例えば、ちょっと前に感想記事も書いた「リーダーの仮面」。この本の著者は識学という会社の社長です。もちろん内容は参考になる部分も多かったですが、どうしても自分の会社での提供メソッドへの礼賛が入るので、その部分は差し引いて読む必要があります。
容赦なく読むのをやめる
これはよく言われていることかと思いますが、読み始めてイマイチと思ったらもったいないと思わずにすぐに読むのをやめましょう。それこそ時間がもったいないです。

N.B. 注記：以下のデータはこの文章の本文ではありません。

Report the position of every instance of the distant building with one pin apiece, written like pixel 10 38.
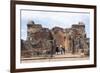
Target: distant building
pixel 43 40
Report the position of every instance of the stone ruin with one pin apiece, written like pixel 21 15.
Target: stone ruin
pixel 43 41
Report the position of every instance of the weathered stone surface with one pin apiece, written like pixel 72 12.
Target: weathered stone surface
pixel 44 41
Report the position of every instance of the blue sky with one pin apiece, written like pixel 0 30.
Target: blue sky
pixel 50 19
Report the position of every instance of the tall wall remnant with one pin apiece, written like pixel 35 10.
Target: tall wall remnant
pixel 44 41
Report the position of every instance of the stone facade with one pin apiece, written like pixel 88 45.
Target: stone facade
pixel 43 41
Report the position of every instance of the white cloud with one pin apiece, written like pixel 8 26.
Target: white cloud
pixel 52 19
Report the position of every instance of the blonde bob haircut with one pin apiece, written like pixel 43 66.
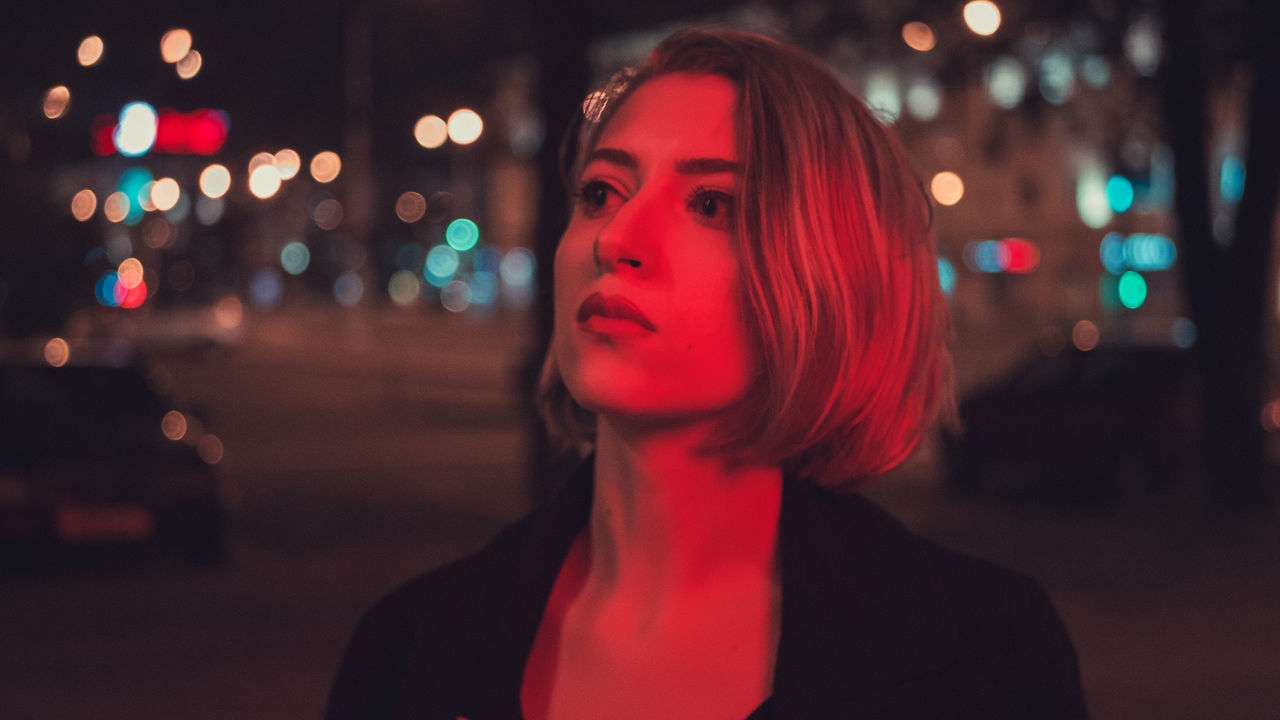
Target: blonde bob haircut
pixel 840 283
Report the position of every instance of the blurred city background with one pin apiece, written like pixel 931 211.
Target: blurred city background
pixel 274 287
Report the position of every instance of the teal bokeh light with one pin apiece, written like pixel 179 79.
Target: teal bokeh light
pixel 1119 194
pixel 295 258
pixel 1132 290
pixel 462 235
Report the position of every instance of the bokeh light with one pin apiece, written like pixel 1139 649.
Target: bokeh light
pixel 1142 45
pixel 165 194
pixel 403 287
pixel 1096 71
pixel 462 235
pixel 1119 194
pixel 456 296
pixel 260 159
pixel 173 425
pixel 919 36
pixel 174 45
pixel 145 196
pixel 90 51
pixel 883 95
pixel 465 126
pixel 946 187
pixel 264 181
pixel 287 163
pixel 129 273
pixel 83 204
pixel 1132 290
pixel 1230 183
pixel 190 64
pixel 115 208
pixel 348 288
pixel 58 99
pixel 209 210
pixel 517 267
pixel 483 287
pixel 430 131
pixel 946 276
pixel 158 233
pixel 136 130
pixel 410 206
pixel 1006 82
pixel 215 181
pixel 442 263
pixel 266 288
pixel 1091 195
pixel 924 99
pixel 1084 336
pixel 295 258
pixel 56 352
pixel 129 297
pixel 982 17
pixel 325 167
pixel 228 313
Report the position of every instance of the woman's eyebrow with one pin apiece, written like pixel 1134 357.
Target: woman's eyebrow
pixel 708 167
pixel 685 167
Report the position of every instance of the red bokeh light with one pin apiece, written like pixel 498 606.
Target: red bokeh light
pixel 200 132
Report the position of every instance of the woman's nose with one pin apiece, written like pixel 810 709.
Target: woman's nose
pixel 627 240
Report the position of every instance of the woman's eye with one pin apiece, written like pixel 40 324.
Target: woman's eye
pixel 594 195
pixel 712 206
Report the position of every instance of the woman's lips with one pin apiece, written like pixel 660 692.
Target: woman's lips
pixel 612 314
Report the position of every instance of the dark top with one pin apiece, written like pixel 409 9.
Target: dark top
pixel 876 623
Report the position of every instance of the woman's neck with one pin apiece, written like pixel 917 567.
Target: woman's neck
pixel 666 519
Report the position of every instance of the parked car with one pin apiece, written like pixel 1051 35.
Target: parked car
pixel 1078 424
pixel 91 456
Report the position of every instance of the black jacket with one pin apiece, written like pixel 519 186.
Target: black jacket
pixel 877 623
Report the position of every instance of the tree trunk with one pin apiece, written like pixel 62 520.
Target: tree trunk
pixel 1225 283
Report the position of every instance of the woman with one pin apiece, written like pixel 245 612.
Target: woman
pixel 748 324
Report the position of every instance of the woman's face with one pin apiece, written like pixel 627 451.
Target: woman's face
pixel 648 320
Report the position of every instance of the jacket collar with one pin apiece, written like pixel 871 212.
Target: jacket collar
pixel 863 605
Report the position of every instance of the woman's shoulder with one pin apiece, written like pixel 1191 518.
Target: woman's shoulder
pixel 428 627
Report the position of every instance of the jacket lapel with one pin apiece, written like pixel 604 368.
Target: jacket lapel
pixel 862 605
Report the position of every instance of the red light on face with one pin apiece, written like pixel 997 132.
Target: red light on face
pixel 1023 255
pixel 131 297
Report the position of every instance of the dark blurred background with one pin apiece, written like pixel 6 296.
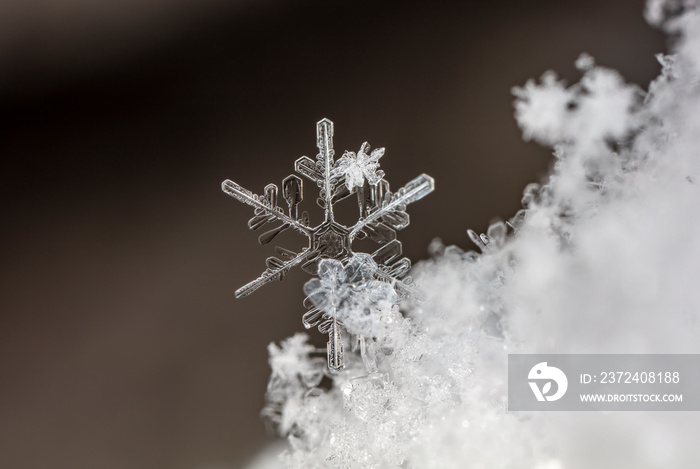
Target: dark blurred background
pixel 121 343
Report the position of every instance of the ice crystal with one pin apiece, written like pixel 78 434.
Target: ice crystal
pixel 381 214
pixel 603 258
pixel 356 168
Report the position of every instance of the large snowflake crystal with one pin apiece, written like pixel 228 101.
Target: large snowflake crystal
pixel 381 214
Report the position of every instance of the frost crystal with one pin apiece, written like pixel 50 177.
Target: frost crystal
pixel 603 258
pixel 329 253
pixel 358 167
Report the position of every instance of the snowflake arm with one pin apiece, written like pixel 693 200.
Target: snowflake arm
pixel 276 270
pixel 394 205
pixel 263 205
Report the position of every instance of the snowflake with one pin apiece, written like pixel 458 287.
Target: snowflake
pixel 381 214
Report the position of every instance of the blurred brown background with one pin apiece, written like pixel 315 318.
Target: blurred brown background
pixel 121 343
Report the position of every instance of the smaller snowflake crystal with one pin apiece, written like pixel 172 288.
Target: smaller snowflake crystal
pixel 356 168
pixel 348 282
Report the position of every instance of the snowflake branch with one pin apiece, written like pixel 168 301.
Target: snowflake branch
pixel 414 190
pixel 276 273
pixel 247 197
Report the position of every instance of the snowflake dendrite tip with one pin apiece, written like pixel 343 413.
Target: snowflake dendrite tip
pixel 381 214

また、自分の興味のある章だけを読むのもいいと思います。
読む時間
私の場合は、仕事、育児、その他やりたいことなどがあり、読書に使える時間は限られています。なので本を読む時間は通勤時間、しかも往路のみと決めています(だいたい20分くらい)。
少ないですが、これ以上無理して増やしてもなかなか続かなかった過去があり、この時間に落ち着きました。

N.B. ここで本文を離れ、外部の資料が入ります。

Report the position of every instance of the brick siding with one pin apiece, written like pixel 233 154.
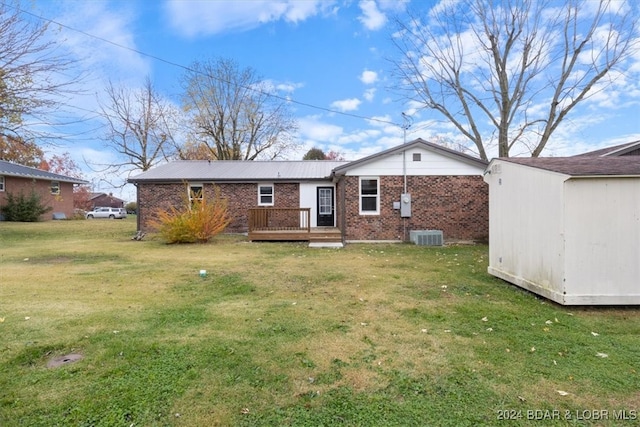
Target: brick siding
pixel 240 198
pixel 457 205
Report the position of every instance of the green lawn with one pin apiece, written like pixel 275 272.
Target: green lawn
pixel 281 334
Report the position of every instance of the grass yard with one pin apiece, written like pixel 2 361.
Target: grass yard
pixel 280 334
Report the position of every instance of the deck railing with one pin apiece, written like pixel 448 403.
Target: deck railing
pixel 279 219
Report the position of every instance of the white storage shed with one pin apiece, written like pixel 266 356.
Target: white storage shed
pixel 567 228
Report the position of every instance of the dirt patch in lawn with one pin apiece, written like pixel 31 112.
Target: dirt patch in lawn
pixel 58 361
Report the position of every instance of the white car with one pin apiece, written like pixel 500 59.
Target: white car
pixel 111 213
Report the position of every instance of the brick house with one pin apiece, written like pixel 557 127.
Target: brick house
pixel 414 186
pixel 105 200
pixel 55 191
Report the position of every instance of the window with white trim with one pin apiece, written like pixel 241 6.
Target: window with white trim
pixel 369 196
pixel 55 187
pixel 196 193
pixel 265 195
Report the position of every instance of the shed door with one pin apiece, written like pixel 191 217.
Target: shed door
pixel 325 207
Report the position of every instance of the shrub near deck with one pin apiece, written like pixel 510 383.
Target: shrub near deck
pixel 281 334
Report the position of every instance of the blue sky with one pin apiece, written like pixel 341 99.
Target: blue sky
pixel 330 54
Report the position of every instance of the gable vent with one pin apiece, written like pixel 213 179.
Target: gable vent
pixel 426 237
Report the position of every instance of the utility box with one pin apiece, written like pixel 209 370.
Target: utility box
pixel 405 205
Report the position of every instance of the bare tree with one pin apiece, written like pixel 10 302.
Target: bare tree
pixel 140 126
pixel 35 75
pixel 520 65
pixel 234 113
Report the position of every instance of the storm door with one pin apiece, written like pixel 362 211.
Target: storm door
pixel 325 207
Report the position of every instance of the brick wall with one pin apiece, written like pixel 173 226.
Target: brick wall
pixel 457 205
pixel 62 202
pixel 240 197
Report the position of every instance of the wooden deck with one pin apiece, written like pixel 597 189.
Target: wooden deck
pixel 288 224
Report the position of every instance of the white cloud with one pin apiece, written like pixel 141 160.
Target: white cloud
pixel 344 105
pixel 369 94
pixel 369 77
pixel 372 18
pixel 194 18
pixel 310 127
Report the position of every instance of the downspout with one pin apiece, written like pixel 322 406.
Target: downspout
pixel 138 229
pixel 343 208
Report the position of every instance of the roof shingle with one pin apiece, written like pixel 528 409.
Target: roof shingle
pixel 582 165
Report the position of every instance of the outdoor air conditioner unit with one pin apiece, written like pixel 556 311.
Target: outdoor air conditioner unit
pixel 426 237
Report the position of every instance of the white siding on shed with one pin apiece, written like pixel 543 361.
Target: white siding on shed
pixel 572 239
pixel 604 236
pixel 525 226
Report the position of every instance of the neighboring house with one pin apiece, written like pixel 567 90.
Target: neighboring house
pixel 105 200
pixel 567 228
pixel 54 190
pixel 415 186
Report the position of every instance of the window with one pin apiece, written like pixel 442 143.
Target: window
pixel 369 196
pixel 265 194
pixel 196 193
pixel 55 187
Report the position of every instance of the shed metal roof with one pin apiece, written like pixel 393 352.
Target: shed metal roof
pixel 20 171
pixel 239 171
pixel 582 166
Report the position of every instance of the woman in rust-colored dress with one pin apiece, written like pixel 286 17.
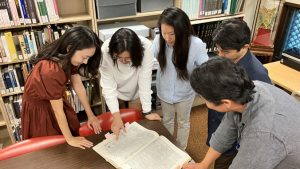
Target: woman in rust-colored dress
pixel 45 109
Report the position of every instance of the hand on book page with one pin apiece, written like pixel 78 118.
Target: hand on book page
pixel 153 116
pixel 117 124
pixel 193 166
pixel 117 152
pixel 159 154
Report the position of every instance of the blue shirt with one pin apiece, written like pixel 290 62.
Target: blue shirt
pixel 256 71
pixel 170 88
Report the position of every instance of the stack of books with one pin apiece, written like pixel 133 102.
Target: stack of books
pixel 26 12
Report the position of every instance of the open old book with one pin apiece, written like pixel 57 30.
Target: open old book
pixel 141 148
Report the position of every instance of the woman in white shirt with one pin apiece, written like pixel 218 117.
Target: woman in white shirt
pixel 178 51
pixel 126 73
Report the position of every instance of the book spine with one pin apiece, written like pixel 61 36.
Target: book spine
pixel 27 45
pixel 29 21
pixel 31 8
pixel 21 10
pixel 36 37
pixel 18 10
pixel 34 42
pixel 22 6
pixel 11 46
pixel 13 82
pixel 11 119
pixel 18 47
pixel 2 85
pixel 13 12
pixel 20 78
pixel 23 46
pixel 9 13
pixel 46 10
pixel 8 82
pixel 4 42
pixel 56 11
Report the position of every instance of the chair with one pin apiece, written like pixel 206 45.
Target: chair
pixel 30 145
pixel 106 119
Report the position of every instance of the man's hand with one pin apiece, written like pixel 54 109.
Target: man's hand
pixel 153 116
pixel 117 124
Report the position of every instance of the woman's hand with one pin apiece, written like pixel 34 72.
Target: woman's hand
pixel 94 124
pixel 153 116
pixel 80 142
pixel 117 124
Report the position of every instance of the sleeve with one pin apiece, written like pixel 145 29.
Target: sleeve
pixel 259 150
pixel 108 83
pixel 201 54
pixel 145 77
pixel 74 70
pixel 226 134
pixel 156 46
pixel 48 81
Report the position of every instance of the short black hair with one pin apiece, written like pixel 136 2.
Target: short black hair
pixel 219 78
pixel 126 39
pixel 232 33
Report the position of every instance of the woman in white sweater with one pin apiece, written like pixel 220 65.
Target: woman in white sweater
pixel 126 73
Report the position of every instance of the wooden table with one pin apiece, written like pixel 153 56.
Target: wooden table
pixel 65 156
pixel 284 76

20分でも1項目、1章などは読み進めていけるので毎日だと意外と読み進めることができます。
アウトプットをする
私は上記の時間に読んでるので、会社についたら読んだ内容の要約をメモとしてアウトプットするようにしています。
別に読んだ本のすべてを身に着けたり、覚えたりする必要はないと思いますが、要点がなんだったのかを自分の言葉で吐き出すことは記憶への定着をとても助けになります。せっかく読書をするならアウトプットすることをおすすめします。
どの程度の粒度でメモするかですが、そのメモを見ながら人に話すときに背景を含めてスラスラ話せるくらいというイメージで私は書いています。
本を読む努力
ここまで読んでもらってわかると思いますが、私はそれなりに本を読む努力をしています。正直ここまでマジメにやる必要もないと思います。
ただ、本をたくさん読んでおいて損はないと思うので、YoutubeやSNSをの時間を減らして少しでも読書をすることをおすすめします。